While discussing the relation of the model of reversible computing with quantum computing, my professor made a remark like:
Consider the model of reversible classical circuits on $n$ bits, where the gates are (say) arbitrary permutations of the 8 values of 3 bits. The total group of permutations that you can make in this case is the alternating group $A_{2^n}$ if $n$ is at least 4. (Exercise: Why are odd permutations impossible?)
Now I'm a bit confused here. Shouldn't the group of all possible permutations for $n$ bit be the symmetric group $S_{2^n}$? I'm not sure why it's the alternating group and not the symmetric group. Moreover, why should $n$ be at least 4 and why aren't odd permutations allowed?
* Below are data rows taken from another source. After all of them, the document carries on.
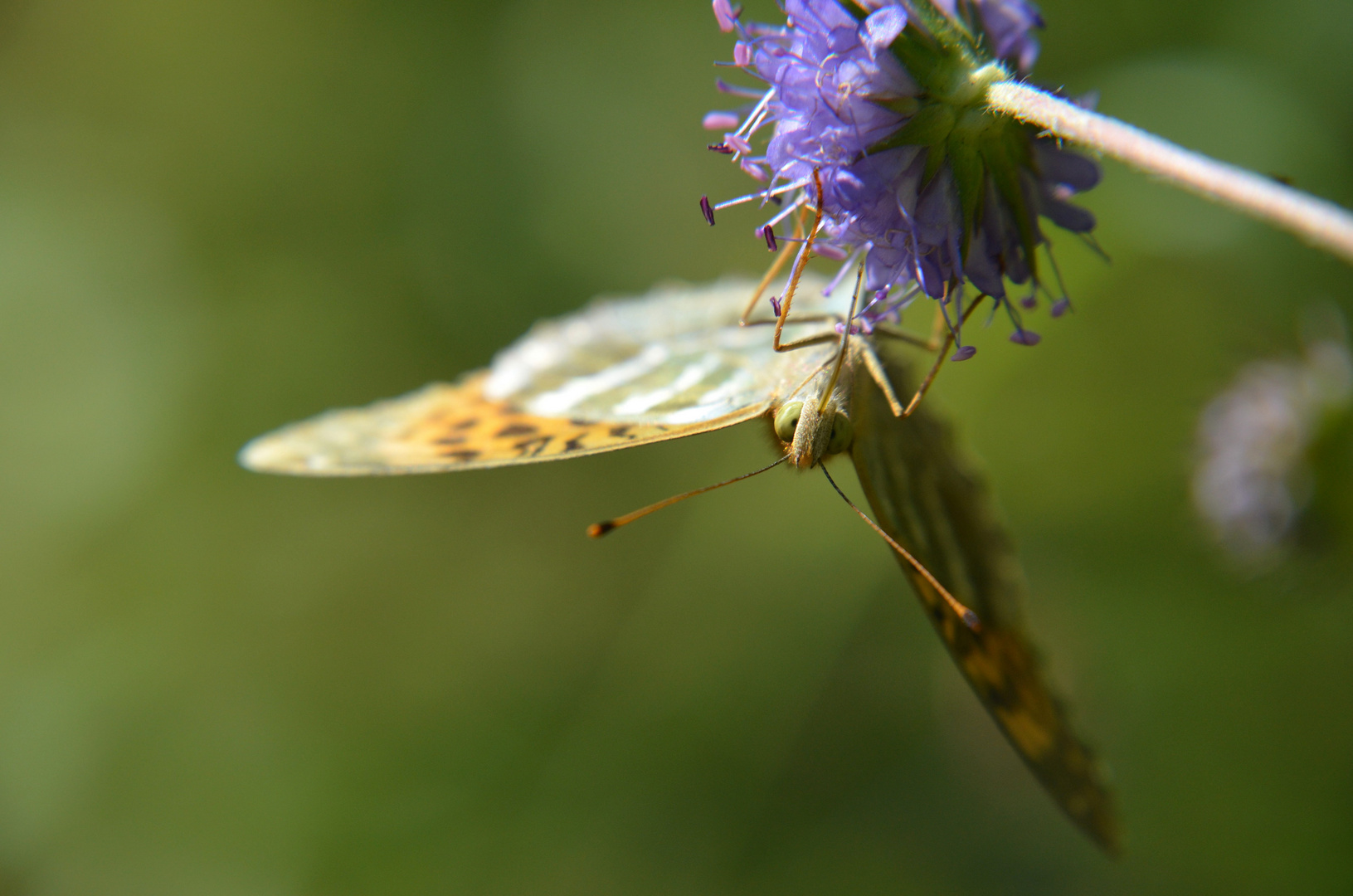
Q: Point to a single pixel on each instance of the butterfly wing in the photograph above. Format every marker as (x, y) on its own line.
(937, 509)
(616, 374)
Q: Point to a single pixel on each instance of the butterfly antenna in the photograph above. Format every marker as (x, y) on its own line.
(598, 529)
(962, 612)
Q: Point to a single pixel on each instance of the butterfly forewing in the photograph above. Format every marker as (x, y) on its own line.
(675, 363)
(926, 499)
(615, 374)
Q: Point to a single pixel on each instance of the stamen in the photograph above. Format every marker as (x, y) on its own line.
(840, 275)
(786, 212)
(724, 87)
(761, 194)
(962, 612)
(758, 111)
(737, 144)
(720, 121)
(598, 529)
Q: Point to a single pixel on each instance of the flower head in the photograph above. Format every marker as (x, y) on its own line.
(883, 105)
(1253, 444)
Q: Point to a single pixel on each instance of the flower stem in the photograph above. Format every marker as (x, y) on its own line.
(1318, 222)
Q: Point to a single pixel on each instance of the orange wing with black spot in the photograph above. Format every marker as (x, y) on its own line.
(448, 426)
(942, 514)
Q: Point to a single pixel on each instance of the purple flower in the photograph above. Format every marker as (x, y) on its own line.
(1254, 441)
(917, 178)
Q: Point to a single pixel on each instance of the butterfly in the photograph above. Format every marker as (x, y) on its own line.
(675, 363)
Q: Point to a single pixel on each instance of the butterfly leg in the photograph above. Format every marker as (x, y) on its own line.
(776, 267)
(800, 263)
(876, 370)
(939, 362)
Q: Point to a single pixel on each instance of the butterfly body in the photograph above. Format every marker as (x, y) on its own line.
(677, 363)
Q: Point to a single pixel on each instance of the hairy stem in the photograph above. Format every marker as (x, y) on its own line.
(1316, 221)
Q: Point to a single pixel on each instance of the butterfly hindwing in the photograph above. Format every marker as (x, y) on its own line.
(937, 509)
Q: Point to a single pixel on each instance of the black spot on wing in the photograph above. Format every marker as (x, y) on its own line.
(533, 447)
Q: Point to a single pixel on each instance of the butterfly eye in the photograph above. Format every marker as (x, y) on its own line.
(786, 420)
(842, 433)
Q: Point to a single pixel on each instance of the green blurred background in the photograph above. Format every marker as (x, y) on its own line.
(220, 217)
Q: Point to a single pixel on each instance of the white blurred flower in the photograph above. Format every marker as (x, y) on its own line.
(1252, 480)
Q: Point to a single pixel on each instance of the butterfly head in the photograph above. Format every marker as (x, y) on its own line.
(812, 429)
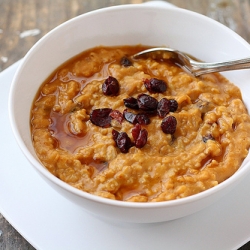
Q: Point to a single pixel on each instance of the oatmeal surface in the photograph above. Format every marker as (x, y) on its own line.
(208, 144)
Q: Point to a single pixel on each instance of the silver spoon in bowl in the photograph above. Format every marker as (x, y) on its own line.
(194, 67)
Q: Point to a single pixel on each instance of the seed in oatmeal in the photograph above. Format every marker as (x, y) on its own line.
(131, 102)
(147, 102)
(142, 119)
(117, 115)
(168, 124)
(129, 116)
(163, 107)
(207, 137)
(122, 140)
(101, 117)
(173, 105)
(110, 86)
(125, 62)
(140, 136)
(155, 85)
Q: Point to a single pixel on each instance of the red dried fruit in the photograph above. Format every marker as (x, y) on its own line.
(142, 119)
(140, 136)
(115, 134)
(125, 62)
(168, 124)
(131, 102)
(100, 117)
(207, 137)
(117, 115)
(136, 131)
(155, 85)
(173, 105)
(147, 102)
(110, 86)
(123, 142)
(129, 116)
(163, 107)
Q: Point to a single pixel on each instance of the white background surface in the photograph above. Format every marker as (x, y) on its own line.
(49, 221)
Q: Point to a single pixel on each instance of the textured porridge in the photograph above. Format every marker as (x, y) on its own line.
(138, 130)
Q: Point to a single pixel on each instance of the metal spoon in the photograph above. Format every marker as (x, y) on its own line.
(194, 67)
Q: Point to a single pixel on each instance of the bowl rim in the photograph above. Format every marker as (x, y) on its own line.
(42, 170)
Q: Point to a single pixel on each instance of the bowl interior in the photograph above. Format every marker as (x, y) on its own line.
(122, 25)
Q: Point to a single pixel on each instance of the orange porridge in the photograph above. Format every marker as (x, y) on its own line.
(139, 130)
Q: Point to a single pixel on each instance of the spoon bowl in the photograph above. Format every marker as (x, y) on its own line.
(192, 66)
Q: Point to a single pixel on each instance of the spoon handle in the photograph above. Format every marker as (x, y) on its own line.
(203, 68)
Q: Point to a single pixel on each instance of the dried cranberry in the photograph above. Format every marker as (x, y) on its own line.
(115, 134)
(131, 102)
(110, 86)
(117, 115)
(129, 116)
(163, 107)
(140, 136)
(168, 124)
(142, 119)
(147, 102)
(173, 105)
(123, 142)
(125, 62)
(100, 117)
(136, 131)
(207, 137)
(155, 85)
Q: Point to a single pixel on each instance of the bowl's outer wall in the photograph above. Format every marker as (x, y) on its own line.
(126, 25)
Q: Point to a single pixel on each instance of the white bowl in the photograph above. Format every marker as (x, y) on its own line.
(126, 25)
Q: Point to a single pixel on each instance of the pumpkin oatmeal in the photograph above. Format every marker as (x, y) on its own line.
(139, 130)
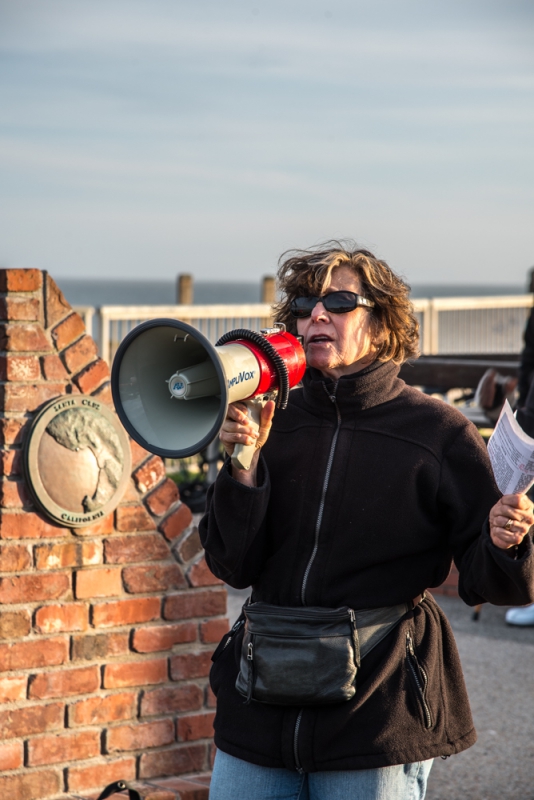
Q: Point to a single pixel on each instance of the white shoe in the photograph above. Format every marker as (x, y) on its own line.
(520, 616)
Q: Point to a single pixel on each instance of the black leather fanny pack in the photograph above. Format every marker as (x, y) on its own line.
(308, 655)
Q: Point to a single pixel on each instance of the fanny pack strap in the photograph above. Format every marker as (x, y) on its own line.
(374, 624)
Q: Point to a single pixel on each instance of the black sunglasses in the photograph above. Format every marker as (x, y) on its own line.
(335, 303)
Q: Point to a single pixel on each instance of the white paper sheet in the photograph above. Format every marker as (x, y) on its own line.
(511, 454)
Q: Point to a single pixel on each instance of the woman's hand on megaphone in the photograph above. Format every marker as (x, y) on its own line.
(237, 428)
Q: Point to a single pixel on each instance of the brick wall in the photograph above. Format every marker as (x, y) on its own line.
(105, 632)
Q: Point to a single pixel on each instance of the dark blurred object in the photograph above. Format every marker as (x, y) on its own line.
(442, 373)
(492, 392)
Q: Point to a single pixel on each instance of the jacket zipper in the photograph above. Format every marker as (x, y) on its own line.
(315, 548)
(417, 670)
(323, 497)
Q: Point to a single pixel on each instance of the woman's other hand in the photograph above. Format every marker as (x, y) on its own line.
(238, 429)
(510, 520)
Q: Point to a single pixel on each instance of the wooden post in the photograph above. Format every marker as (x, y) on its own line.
(268, 289)
(184, 289)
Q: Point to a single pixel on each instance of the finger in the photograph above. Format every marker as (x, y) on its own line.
(516, 501)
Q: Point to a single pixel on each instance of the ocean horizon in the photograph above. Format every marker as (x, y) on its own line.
(95, 292)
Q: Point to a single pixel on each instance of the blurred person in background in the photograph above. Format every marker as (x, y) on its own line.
(360, 495)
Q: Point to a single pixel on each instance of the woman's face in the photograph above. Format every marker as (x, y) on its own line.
(338, 344)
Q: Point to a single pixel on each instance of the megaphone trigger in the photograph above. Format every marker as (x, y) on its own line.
(244, 453)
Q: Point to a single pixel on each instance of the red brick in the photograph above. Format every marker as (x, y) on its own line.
(21, 722)
(100, 528)
(14, 624)
(126, 612)
(20, 280)
(142, 547)
(98, 582)
(100, 710)
(27, 396)
(103, 394)
(20, 309)
(197, 726)
(32, 588)
(69, 617)
(176, 523)
(175, 761)
(11, 756)
(55, 748)
(191, 665)
(149, 474)
(30, 785)
(201, 575)
(23, 337)
(68, 554)
(14, 494)
(195, 604)
(171, 700)
(163, 637)
(28, 526)
(12, 689)
(57, 306)
(162, 498)
(133, 518)
(64, 683)
(80, 354)
(34, 654)
(68, 330)
(10, 462)
(11, 431)
(19, 368)
(53, 369)
(140, 735)
(99, 775)
(213, 630)
(190, 547)
(137, 673)
(14, 558)
(100, 646)
(153, 578)
(92, 376)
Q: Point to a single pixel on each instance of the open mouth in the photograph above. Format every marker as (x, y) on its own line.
(319, 339)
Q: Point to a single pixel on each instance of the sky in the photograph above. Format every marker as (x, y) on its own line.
(141, 139)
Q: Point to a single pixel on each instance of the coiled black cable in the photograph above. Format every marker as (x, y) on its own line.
(271, 353)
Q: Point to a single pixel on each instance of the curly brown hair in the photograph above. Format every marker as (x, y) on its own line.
(302, 272)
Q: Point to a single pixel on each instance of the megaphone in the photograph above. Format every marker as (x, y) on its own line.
(171, 387)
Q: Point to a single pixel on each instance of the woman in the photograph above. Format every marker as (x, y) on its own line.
(359, 495)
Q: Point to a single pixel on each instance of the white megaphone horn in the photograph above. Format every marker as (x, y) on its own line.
(171, 387)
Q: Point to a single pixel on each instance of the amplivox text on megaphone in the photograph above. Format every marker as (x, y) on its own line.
(172, 387)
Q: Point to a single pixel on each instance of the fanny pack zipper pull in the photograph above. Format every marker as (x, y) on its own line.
(250, 677)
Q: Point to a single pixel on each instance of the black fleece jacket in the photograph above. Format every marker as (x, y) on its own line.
(409, 489)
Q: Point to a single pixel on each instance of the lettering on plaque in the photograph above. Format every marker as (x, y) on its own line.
(77, 460)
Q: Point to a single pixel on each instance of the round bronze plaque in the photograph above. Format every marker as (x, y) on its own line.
(77, 460)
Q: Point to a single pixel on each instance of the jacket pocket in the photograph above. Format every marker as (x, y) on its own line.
(419, 681)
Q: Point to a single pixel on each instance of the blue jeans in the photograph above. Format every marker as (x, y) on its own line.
(234, 779)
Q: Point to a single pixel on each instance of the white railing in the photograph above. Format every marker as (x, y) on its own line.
(452, 325)
(449, 325)
(212, 320)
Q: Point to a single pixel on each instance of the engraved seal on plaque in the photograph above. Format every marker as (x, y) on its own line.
(77, 460)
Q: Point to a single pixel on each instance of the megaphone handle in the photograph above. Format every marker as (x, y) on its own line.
(243, 453)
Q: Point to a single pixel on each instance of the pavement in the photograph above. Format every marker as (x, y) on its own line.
(498, 663)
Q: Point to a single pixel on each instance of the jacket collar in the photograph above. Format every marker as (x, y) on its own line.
(376, 384)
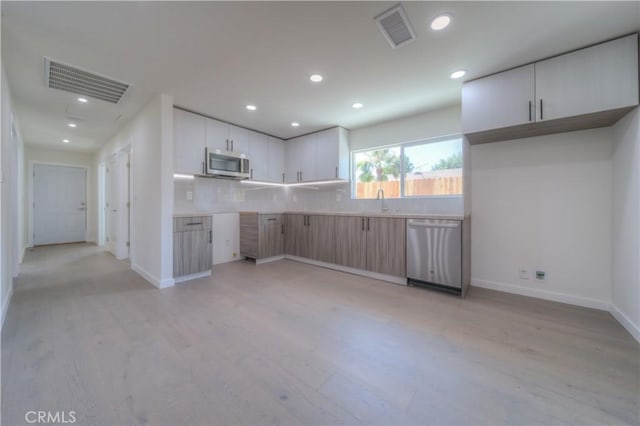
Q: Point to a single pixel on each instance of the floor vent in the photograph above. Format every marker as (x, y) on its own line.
(394, 24)
(71, 79)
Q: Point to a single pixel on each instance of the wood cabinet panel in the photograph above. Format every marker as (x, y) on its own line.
(296, 235)
(271, 236)
(320, 238)
(350, 241)
(386, 245)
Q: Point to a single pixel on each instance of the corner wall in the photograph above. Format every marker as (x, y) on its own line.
(626, 223)
(544, 203)
(150, 137)
(11, 223)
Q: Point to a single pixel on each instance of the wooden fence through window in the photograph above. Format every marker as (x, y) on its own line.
(444, 185)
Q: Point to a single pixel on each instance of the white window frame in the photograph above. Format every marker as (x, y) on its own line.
(402, 147)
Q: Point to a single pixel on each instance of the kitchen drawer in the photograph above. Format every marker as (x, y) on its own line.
(191, 223)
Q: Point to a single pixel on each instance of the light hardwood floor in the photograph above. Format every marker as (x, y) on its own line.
(289, 343)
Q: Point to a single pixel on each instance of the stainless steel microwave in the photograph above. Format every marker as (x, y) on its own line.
(227, 165)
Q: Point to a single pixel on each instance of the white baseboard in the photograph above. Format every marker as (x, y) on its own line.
(375, 275)
(542, 294)
(169, 282)
(624, 320)
(192, 276)
(269, 259)
(5, 305)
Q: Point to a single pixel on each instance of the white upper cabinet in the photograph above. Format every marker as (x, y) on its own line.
(217, 135)
(332, 147)
(276, 160)
(238, 139)
(500, 100)
(226, 137)
(188, 142)
(258, 156)
(292, 152)
(598, 78)
(587, 88)
(318, 156)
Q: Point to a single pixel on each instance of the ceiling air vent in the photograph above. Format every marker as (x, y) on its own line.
(395, 25)
(71, 79)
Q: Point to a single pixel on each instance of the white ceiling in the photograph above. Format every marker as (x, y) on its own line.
(216, 57)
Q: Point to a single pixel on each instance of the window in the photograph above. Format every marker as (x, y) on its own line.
(418, 169)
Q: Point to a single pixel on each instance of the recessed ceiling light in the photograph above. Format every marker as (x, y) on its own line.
(458, 74)
(441, 22)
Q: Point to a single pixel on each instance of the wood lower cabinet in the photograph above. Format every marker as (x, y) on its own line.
(296, 235)
(386, 245)
(192, 245)
(310, 236)
(320, 238)
(376, 244)
(261, 235)
(351, 241)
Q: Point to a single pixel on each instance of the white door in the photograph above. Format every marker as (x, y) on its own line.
(117, 205)
(59, 204)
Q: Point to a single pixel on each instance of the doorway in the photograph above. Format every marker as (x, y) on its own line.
(117, 204)
(59, 204)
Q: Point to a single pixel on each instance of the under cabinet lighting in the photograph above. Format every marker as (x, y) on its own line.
(182, 176)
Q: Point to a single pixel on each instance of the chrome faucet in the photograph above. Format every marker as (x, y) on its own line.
(380, 196)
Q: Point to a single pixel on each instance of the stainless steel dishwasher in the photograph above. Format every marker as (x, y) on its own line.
(434, 253)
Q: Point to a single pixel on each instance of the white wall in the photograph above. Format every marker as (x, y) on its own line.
(11, 152)
(149, 135)
(38, 154)
(544, 203)
(626, 223)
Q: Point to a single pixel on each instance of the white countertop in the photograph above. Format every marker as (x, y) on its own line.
(330, 213)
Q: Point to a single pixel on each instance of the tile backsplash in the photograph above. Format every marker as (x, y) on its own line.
(224, 196)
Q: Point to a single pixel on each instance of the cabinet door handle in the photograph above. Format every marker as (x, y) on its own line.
(541, 116)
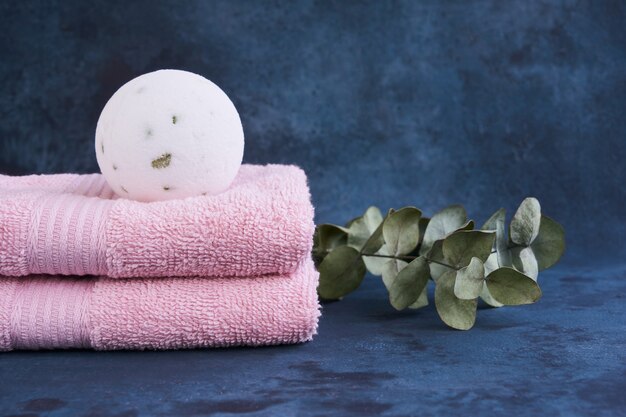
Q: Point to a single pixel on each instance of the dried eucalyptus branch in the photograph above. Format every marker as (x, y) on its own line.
(408, 250)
Even some hints would be helpful.
The proof that only even permutations can be achieved in this way if $n\ge4$ is essentially the proof of Lemma $11$ on page $8$ of this paper. Obviously, if $n=3$, you have the entire $S_3$, so assume $n\ge4$. Then for each permutation that you can apply to $3$ bits, there's a bit that's left unaffected. The overall permutation thus decomposes into a permutation of the values with that bit set and a permutation of the values with that bit cleared, and these permutations have identical cycle structure. It follows that every cycle length occurs an even number of times in the overall permutation, and thus the overall permutation is even.